MY EPH 4:16 STORY

A few months ago, my son looked me in the eye and told me, “Dad, it’s time you start going to the gym.” He wasn’t joking. He explained that as we age, building muscle isn’t just about looking good - it’s about staying healthy, preventing falls, supporting weaker joints, and slowing down physical deterioration. He made sense, but I hesitated.

 

My wife, however, was quicker to act. In the middle of her intense dissertation writing, she signed up first, knowing she needed a way to get out from behind her study desk. After seeing some of the benefits she was experiencing - better energy, mental clarity, and improved sleep - I finally gave in and joined a month later.

 

And so began our discipline of “paying to work out.” We carved out small windows in our week - three times, at least an hour each - to exercise. At first, it was tough and a little dull. Repeating sets, reps, movements… it felt mechanical. But as time went on, I noticed something: my strength increased. My sleep improved. My thoughts were clearer. And surprisingly, I started to enjoy the rhythm.

 

One day, during a break between sets, I began to memorize a verse that had been stirring in my heart:

“From Him the whole body, joined and held together by every supporting ligament, grows and builds itself up in love, as each part does its work.”  - Ephesians 4:16

 

It took me two sessions- over two hours - to memorize this short verse. But I didn’t just memorize it - I internalized it. In those silent, sweaty moments between reps, I began to see something more profound than muscle gain.

 

I saw the body of Christ.

 

I saw you and me - connected like muscles and ligaments, each playing our part.

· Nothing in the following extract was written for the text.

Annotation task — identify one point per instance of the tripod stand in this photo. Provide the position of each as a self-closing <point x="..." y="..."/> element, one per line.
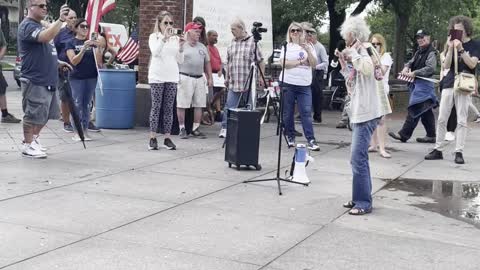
<point x="280" y="131"/>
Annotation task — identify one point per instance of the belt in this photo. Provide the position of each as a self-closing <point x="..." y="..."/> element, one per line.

The hand needs the shoulder. The foot depends on the knee. When one part is weak, another supports it. When one part suffers, the others compensate. We are not spiritual individuals walking alone - we are the body, joined and held together by Christ.

 

Just as my physical muscles needed discipline, rest, resistance, and time to grow, so does the church. And just like in the gym, growth doesn’t happen accidentally. It takes rhythm. It takes commitment. And yes - it takes showing up, even when it’s boring, repetitive, or hard.

 

I overheard someone in the gym say that during COVID, he felt lost because the gym had been his life. “Shaping my body has become my goal,” he confessed.

 

And I understand why. When you visibly see your body change, your energy rise, and your strength increase, it’s easy to get hooked.

 

But what if that same energy was poured into the body of Christ?

 

What if we longed to see spiritual muscles growing - through serving one another, bearing one another’s burdens, forgiving, encouraging, and building each other up?

 

What if we saw our church not as a spiritual gym where a few come to “train,” but as a missional community where everyone is vital, everyone contributes, and everyone grows in love?

 

This is the heart of Vision 2026: Building His Missional Community. It’s a call not to individual greatness, but to shared growth - where we see ourselves as one body, held together by Christ, building one another up in love.

 

And just like my gym sessions, the spiritual work can feel slow at first. But over time, you begin to notice change. And if we stick with it - not only individually, but together - there’s no telling what kind of spiritual strength God will form in us for His mission.

 

So, let’s keep going. Let’s keep showing up. Let’s keep growing- together.

 

Building His Missional Community,

Pastor Forest

P.S. This was written in July 2025, two months after I signed up for the gym.